Farm Bill Reauthorization Goes to the Heart of Colorado's Rural Economies
Colorado’s agricultural industry is facing its most difficult economic outlook in years
Farms and ranches are the lifeblood of Colorado’s rural economies and communities, utilizing local suppliers, paying local labor, generating income that is spent in local stores and growing healthy and affordable food for Colorado and the world.
Right now, Colorado’s agricultural industry is also facing its most difficult economic outlook in years. Nationally net farm income is down 52 percent from only five years ago and is headed towards a 12-year low.

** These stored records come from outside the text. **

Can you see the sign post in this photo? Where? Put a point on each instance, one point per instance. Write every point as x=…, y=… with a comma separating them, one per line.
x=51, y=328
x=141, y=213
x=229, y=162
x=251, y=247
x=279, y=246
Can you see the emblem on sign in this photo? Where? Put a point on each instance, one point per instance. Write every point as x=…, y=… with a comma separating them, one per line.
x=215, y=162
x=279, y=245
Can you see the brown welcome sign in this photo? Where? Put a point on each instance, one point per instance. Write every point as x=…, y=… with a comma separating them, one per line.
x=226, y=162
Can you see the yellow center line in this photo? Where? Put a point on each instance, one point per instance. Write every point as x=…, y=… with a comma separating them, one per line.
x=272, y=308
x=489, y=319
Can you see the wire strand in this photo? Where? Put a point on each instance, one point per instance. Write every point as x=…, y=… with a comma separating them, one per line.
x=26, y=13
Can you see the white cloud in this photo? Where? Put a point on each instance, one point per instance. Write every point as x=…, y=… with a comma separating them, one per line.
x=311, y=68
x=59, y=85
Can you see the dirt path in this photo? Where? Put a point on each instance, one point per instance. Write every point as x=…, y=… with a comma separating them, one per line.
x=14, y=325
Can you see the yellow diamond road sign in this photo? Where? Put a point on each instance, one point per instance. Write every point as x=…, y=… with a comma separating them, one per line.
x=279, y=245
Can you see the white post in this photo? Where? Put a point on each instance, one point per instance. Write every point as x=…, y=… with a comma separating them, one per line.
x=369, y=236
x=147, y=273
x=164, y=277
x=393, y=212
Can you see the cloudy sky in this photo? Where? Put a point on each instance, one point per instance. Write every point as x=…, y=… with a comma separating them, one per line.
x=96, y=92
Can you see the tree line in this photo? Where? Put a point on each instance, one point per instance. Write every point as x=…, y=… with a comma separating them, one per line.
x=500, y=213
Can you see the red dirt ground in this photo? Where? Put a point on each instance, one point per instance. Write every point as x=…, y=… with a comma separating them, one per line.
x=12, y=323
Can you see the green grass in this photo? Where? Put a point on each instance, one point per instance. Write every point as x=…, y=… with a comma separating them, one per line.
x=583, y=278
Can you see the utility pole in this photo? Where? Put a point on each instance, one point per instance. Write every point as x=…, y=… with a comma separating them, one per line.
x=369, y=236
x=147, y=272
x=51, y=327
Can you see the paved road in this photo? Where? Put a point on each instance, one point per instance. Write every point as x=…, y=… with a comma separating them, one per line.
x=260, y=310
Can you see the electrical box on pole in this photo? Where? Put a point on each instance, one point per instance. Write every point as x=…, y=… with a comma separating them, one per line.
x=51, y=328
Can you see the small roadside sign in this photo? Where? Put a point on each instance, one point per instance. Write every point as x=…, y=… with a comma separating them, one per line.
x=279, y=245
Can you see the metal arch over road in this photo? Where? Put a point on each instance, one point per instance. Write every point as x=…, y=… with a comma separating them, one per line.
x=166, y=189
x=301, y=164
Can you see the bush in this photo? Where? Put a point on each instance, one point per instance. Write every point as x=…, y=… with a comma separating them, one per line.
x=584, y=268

The challenges facing Colorado’s farms and ranches are reflected in the disparity in economic growth between rural Colorado and the Front Range. Many of the state’s rural counties are looking for ways create more economic prosperity in their communities.
Part of the response to these challenging times seems simple. The more we can do to support the vitality of Colorado’s farmers and ranchers, the stronger the state’s rural economies will be.
Since the Dust Bowl, farm bill conservation programs have served as a critical source of support. Funding from such programs goes directly into the hands of Colorado’s farmers and ranchers. It helps them make improvements that sustain the overall health of their lands and strengthen their businesses. The funding often results in long-term cost savings and improved efficiency.
The total impact of conservation funding can be multiplied several times over. As discussed above, stronger farms and ranches mean stronger rural communities. Moreover, improved conservation efforts on family farms and ranches sustain the natural beauty and wildlife of the state, supporting resources that draw people in to participate in Colorado’s booming outdoor recreation economy. Federal conservation funding also draws matching funds from local governments, nonprofits and other groups – all interested in protecting the long-term sustainability of agricultural lands and rural economies. Communities can use the funding from farm bill conservation programs to avoid regulation by proactively engaging in efforts to protect land, water and wildlife habitat.
In 2016 alone, the federal government allocated over $100 million to Colorado’s farms and ranches through farm bill conservation programs. Around two-thirds of this funding, or around $68 million, was spent on improvements to working farms and ranchers throughout the state.
Congress is now in the process of reauthorizing the farm bill and its conservation programs. It is essential that in doing so, Congress protect funding for these programs that not only represent an essential and significant investment in Colorado’s farms and ranches, but an investment directly into the heart of rural communities.
Lesli Allison is the executive director of the Western Landowners Alliance (WLA), established by landowners in 2011 to advance policies and practices that sustain working lands, connected landscapes and native species. WLA members steward approximately 14 million acres of deeded and leased public land in the American West. Through policy reform and on-the-ground stewardship, they are working to protect land and wildlife, restore watershed health, maintain wildlife corridors, promote economically vibrant rural communities, and to keep working lands working.